Enable **Auto** to automatically push sync folder metadata every 10 seconds:

* The master sends the folder path, file list, and timestamp to each remote.
* Remotes can use this information to stay in sync with the master's content.
* Status indicators show "✓ N files" or "✗ error" per remote.

### Sync Folder

Configure the sync folder path in the text input. The default is `$[exaplay]/sync`. The path is sanitised to prevent path traversal.

## Network Requirements

| Port  | Protocol      | Purpose                                   |
| ----- | ------------- | ----------------------------------------- |
| 8123  | HTTP/WS       | Engine API, file transfer, project data   |
| 3001  | HTTP/WS       | Effects server (shader control)           |
| 45454 | UDP broadcast | Auto-discovery of other Exaplay instances |

Ensure Windows Firewall allows all three ports on all machines. See [Firewall Configuration](/v3/troubleshooting/network.md) for details.

## Troubleshooting

### Remote not appearing in Systems list

* Verify both PCs are on the same network subnet.
* Check that the Exaplay Engine is running on the remote PC.
* Ensure **UDP port 45454** is not blocked by firewall — this is required for auto-discovery.
* Ensure **TCP port 8123** is not blocked by firewall — this is required for HTTP communication.
* Verify that broadcast packets are not blocked by your network switch or router (some managed switches disable UDP broadcast by default).
* Click the refresh button in the Systems panel.

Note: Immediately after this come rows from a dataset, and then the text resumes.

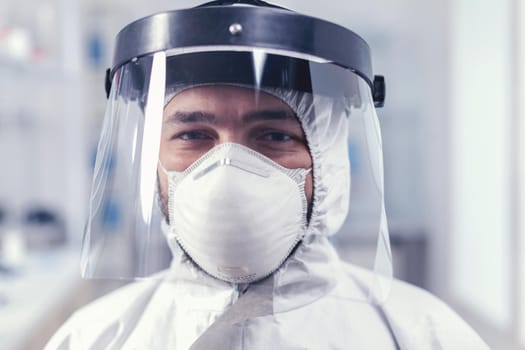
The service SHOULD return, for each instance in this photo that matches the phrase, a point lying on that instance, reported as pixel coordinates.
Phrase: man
(238, 134)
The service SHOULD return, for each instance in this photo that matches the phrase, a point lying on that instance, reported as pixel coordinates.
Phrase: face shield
(229, 129)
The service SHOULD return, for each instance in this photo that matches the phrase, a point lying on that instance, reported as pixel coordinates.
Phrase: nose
(231, 135)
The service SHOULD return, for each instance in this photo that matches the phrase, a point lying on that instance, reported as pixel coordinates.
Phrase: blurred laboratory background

### Playback sync commands not received

* Verify the remote shows as "UP" in the Systems panel.
* Check that Playback Sync is enabled (toggle button shows "On").
* Ensure the target client's checkbox is checked.
* Check the browser console for HTTP errors.

### File copy fails

* Verify the sync folder exists on the master PC.
* Check that the remote engine's WebSocket port (8123) is accessible.
* Monitor the per-file progress bars for error indicators (✗).